Q: How soon after surgery/injury does rehabilitation begin?
A: The pain-relief and anti-inflammatory phases of rehabilitation should start immediately after an injury or surgery. Delaying rehabilitation is generally never beneficial. The strengthening phase of rehabilitation usually starts two weeks after your companion’s surgery or injury has taken place.
Q: How do I get started in a rehabilitation program?
A: You will need to call and schedule an initial evaluation with the rehabilitation team. This appointment will generally take an hour. During this time a comprehensive orthopedic and/or neurologic examination will be done and any specific measurements will be taken. If you have any radiographs (x-rays) or discharge papers from your veterinarian please bring them to your appointment. A home exercise program will be created based on your pet’s capability and reviewed with you to ensure you are able to perform the exercises at home. Recommendations for in-house therapy including frequency and duration of visits will also be discussed. We encourage you to be with the pet during the rehabilitation process as much as possible. Follow-up rehab sessions will include reviewing the current home exercises as needed, progressing to new exercises as able, manual therapy, modalities and aquatic therapy as discussed. We do offer drop off service if you are unable to make a scheduled appointment time.

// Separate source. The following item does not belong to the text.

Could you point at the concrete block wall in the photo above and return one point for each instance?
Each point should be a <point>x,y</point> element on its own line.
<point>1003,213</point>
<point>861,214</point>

Q: What if I don’t have the time or money for rehabilitation?
A: Keep in mind that rehabilitation often reduces the need for anti-inflammatory or pain medications for your pet, which in turn saves you money in the long run. It will also speed your companion’s recovery and help to prevent any further injury. As for time, we will teach you some basic at-home techniques if you can’t come into the practice as often as prescribed. Working with your pet on rehab exercises can even help to develop an even closer relationship.
Q: What types of treatment and modalities do you use?
A: We have several tools available to help with returning function and quality of life to your companion. Some are listed below.
- Cold Laser
- Aquatic Therapy – Underwater Treadmill and Therapy Pool
- Therapeutic Exercise
- Joint Mobilizations
- Manual Therapy
- Home Exercise Instruction
Q: How do I tell if my pet is in pain?
A: Unlike you and I, animals are not usually vocal when in pain. So, without careful observation, owners often fail to recognize that their companion is in pain. Here are some guidelines.
Mild Pain Signs
- Less activity.
- Going up or down stairs less frequently.
- Abnormal gait.
Moderate Pain Signs
- Unwilling or hesitant to climb or descend stairs.
- Difficulty standing up.
- Sleeping more than normal.
- Obvious abnormal gait (hopping, limping, favoring limbs)
- Excessive panting.
- Sensitive to touch on specific areas of the body.
- Irritable disposition.
Sever Pain Signs
- Severely abnormal gait (little to no use on a limb, constant weight shifting, head bobs while walking, etc.)
- Decreased appetite.
- Restless at night.
- Sleeping excessively during the day.
- Severe sensitivity to touch, possibly aggressive response.